I am no fan of Dominic Cummings but I am pleased that the evidence he gave last week has opened up the conversation regarding discharges to care homes (Dominic Cummings says PM had no plan to protect vulnerable people from Covid, 25 May).
I am a nurse and during the first wave of Covid-19 I was on a ward that was caring for elderly patients. A huge part of my job was arranging what are known as complex discharges. This mainly consisted of discharging people to care homes. I am racked with guilt about this.
Care homes were trying to decline transfers whose Covid status was not known, clearly distressed and trying to protect their other residents. I repeatedly raised this and my own misgivings with the discharge team and was told the homes have no choice, they must take patients, even those we thought may have been exposed.
This was a diktat far above our heads and the discharge teams were following national guidelines in March and April 2020.
I have no doubt that patients I discharged to care homes spread Covid-19 and I will always have a personal sense of responsibility for this. My colleagues who were insisting on discharges are not to blame, although I am sure they feel their own sense of guilt.
I only wish Matt Hancock and those at the top would accept the responsibility they have for those whose lives could have been saved and the impact all of this has had on those they stood and clapped for every Thursday.
Name and address supplied
• In March and April 2020, many elderly patients were hurriedly transferred to care homes from hospital despite never having been in a care home before. In some cases, wards were emptied with undue haste. Hospitals and care homes were in lockdown so we could not see loved ones to explain what was happening to them.
When my beloved partner was transferred thus, the care home denied me the chance to talk to him on the phone or even to wave to him from outside.

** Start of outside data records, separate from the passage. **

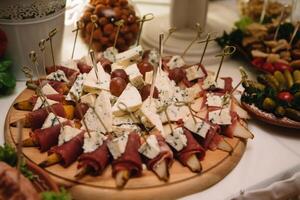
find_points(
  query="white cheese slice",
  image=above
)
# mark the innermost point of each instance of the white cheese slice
(88, 99)
(110, 54)
(48, 89)
(221, 117)
(176, 62)
(177, 139)
(149, 117)
(71, 64)
(52, 120)
(93, 141)
(41, 103)
(150, 148)
(130, 56)
(117, 146)
(131, 98)
(148, 77)
(76, 89)
(67, 133)
(200, 128)
(58, 75)
(193, 73)
(94, 85)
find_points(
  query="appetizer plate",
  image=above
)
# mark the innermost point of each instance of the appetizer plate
(216, 166)
(270, 118)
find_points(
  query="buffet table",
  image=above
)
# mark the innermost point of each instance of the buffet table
(273, 154)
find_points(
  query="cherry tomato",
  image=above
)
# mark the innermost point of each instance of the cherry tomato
(285, 96)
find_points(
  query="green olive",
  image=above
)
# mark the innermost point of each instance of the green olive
(269, 104)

It was unbearably cruel and I have to live with the fact that I was not more proactive.
At the beginning of last April, we received a letter saying the home had admitted a patient with Covid from the hospital. My partner died there, as did others. He was not tested for Covid but when I was allowed to see him on end-of-life care he was skeletal. He had refused food and liquids for days. Who decided this policy of care home transfer?
Jan Bladen
Harrogate, North Yorkshire
• With increasing incredulity, I listened to Matt Hancock defend his actions to protect care homes in response to Dominic Cummings’s admission that the government had failed to do this.
It matters not that Hancock believed testing would take place before patients were discharged to care homes or that every effort was made to achieve this. He knew that this was not happening, but the public were informed that care homes were being protected and their loved ones would be safe. Older people died in their tens of thousands, as did hundreds of care staff and their families.
Lack of planning meant there were inadequate stocks of personal protective equipment, but lies and false reassurances caused lonely and appalling deaths to people who deserved far better care.
Why is this government still trying to duck responsibility for this carnage?